Triste destino el del ejercicio del llanto reservado a las doncellas. Cuenta la leyenda que la bella Huacca China se enamoró de un joven guerrero que partió a la batalla y, como era previsible, murió. Quedó tan devastada la doncella que le lloró al punto de que sus lágrimas crearon la laguna hoy conocida como Huacachina, lugar de peregrinación para cualquier jinete de la arena y adicto a los deportes extremos que se precie. Sitio, además, de brujas y curanderos mercachifles. Altamente recomendable. Las cercanas Líneas de Nazca, además, pueden darle al viajero una perspectiva (aérea, eso sí) de lo realmente pequeñas que son nuestras diferencias cuando se trata de hablarle a los dioses.

Para ir al norte, el visitante suele recuperar fuerzas en Lima, y luego emprender otra vez el camino serpenteando por carreteras imposibles o volando directamente los 575 kilómetros que separan la capital de la ciudad de Trujillo, llamada así en recuerdo de la tierra natal de Pizarro, quien antes de reinventarse en conquistador fue criador de cerdos en esta villa extremeña.

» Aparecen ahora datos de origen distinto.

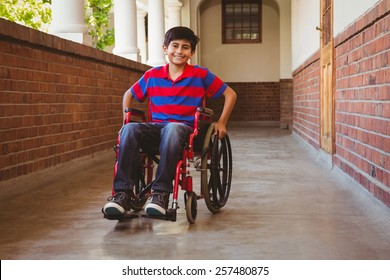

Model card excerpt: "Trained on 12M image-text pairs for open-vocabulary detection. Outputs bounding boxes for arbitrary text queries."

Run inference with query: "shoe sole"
[103,202,125,215]
[145,203,166,216]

Cuna de culturas precolombinas como la Moche o la Chimú –cuyos vestigios pueden verse todavía en las huacas (sitios sagrados) del Sol y de la Luna, o en la ciudadela de Chan Chan–, la capital del norte ofrece al visitante otra estampa digna de postal: el balneario de Huanchaco, salpicado de pequeñas barcas hechas de un junco al que llamamos totora, que conviven en la arena con las tablas de los surfistas venidos de todas las partes del mundo.

Y uno puede perderse más al norte aún, en las playas de Máncora o Punta Sal –se parecen tanto a su postal–, antes de volver por el mismo corredor de arena hacia la urbe. Todo es un viaje de ida y vuelta en la costa del Perú, serpiente amarilla que hierve, imposible círculo lineal.